Sprawl Project Hits Snag

posted by on November 30 at 20:12 PM

A new, sprawl-promoting, habitat-endangering freeway in Pierce County - the so-called “cross-base highway” across Fort Lewis and McChord Air Force Base - has been opposed by environmentalists since it was first proposed more than 20 years ago. Nonetheless, its inclusion in the proposed Regional Transportation Investment District (RTID) made it more likely than ever that the state Department of Transportation (WSDOT) would finally get to move forward on Washington’s first new freeway in years. Yesterday, several environmental groups, organized as the Cross Base Coalition, put a snag in the state’s plans, announcing that they plan to sue WSDOT, the Federal Highway Administration, and Pierce County over the $289 million highway.
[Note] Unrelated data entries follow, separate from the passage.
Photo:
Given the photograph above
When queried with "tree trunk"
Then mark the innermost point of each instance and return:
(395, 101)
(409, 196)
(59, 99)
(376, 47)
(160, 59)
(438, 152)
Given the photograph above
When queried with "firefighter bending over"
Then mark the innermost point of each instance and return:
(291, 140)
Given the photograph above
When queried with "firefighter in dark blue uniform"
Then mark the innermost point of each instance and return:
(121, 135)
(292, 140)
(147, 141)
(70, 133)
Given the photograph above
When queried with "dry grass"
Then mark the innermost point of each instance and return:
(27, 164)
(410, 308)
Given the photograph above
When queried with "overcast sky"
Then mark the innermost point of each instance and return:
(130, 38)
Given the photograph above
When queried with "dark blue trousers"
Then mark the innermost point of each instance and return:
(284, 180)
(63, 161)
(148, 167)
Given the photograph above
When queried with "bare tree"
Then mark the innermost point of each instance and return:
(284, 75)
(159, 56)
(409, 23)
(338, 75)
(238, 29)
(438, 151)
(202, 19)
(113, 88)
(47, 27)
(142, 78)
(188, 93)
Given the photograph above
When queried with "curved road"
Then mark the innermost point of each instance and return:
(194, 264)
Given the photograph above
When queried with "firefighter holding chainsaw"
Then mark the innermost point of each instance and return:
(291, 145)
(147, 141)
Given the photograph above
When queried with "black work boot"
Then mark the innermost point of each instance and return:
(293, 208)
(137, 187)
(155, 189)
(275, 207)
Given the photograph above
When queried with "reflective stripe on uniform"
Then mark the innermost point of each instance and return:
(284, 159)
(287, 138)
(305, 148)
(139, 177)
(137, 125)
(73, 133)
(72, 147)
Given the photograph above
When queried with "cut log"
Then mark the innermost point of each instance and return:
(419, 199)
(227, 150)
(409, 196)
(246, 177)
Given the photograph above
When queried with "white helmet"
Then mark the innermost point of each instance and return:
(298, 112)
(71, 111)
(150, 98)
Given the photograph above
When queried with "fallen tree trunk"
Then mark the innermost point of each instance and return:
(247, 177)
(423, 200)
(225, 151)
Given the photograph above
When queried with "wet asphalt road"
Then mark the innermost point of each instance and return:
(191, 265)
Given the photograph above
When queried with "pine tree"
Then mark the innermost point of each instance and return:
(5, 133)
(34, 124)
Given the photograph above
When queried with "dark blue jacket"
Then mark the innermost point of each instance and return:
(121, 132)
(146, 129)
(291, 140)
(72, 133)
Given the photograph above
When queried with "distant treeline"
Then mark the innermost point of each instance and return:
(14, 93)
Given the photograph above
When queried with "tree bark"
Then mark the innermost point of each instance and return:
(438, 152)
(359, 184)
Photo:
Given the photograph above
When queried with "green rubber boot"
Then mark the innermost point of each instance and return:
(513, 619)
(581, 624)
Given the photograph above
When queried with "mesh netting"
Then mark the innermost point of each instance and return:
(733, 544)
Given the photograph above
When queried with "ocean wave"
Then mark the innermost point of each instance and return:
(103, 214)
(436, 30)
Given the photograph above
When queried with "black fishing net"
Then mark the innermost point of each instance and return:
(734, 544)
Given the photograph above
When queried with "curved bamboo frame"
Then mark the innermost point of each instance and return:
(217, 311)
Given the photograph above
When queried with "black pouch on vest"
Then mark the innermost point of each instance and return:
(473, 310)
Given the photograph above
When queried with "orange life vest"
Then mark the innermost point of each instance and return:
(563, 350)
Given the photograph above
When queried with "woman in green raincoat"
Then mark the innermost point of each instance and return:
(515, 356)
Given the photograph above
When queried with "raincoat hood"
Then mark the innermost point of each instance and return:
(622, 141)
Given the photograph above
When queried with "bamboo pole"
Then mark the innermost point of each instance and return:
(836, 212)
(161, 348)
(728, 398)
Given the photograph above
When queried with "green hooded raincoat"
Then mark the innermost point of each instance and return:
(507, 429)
The groups will argue that the highway violates state and federal environmental law.

In letter of intent to sue, the groups argue that the freeway will drive out equestrian businesses and slice the largest remaining oak woodland-prairie left in Washington in half and destroy or isolate 3,000 acres of grassland and woods, for which highway builders offered to buy just 358 acres in compensation, according to the Seattle Times. According to the US Fish and Wildlife Service, those prairies represent some of the rarest habitat in North America, home to “at least 29 species of federal threatened, endangered, candidate and sensitive plant and animal species.”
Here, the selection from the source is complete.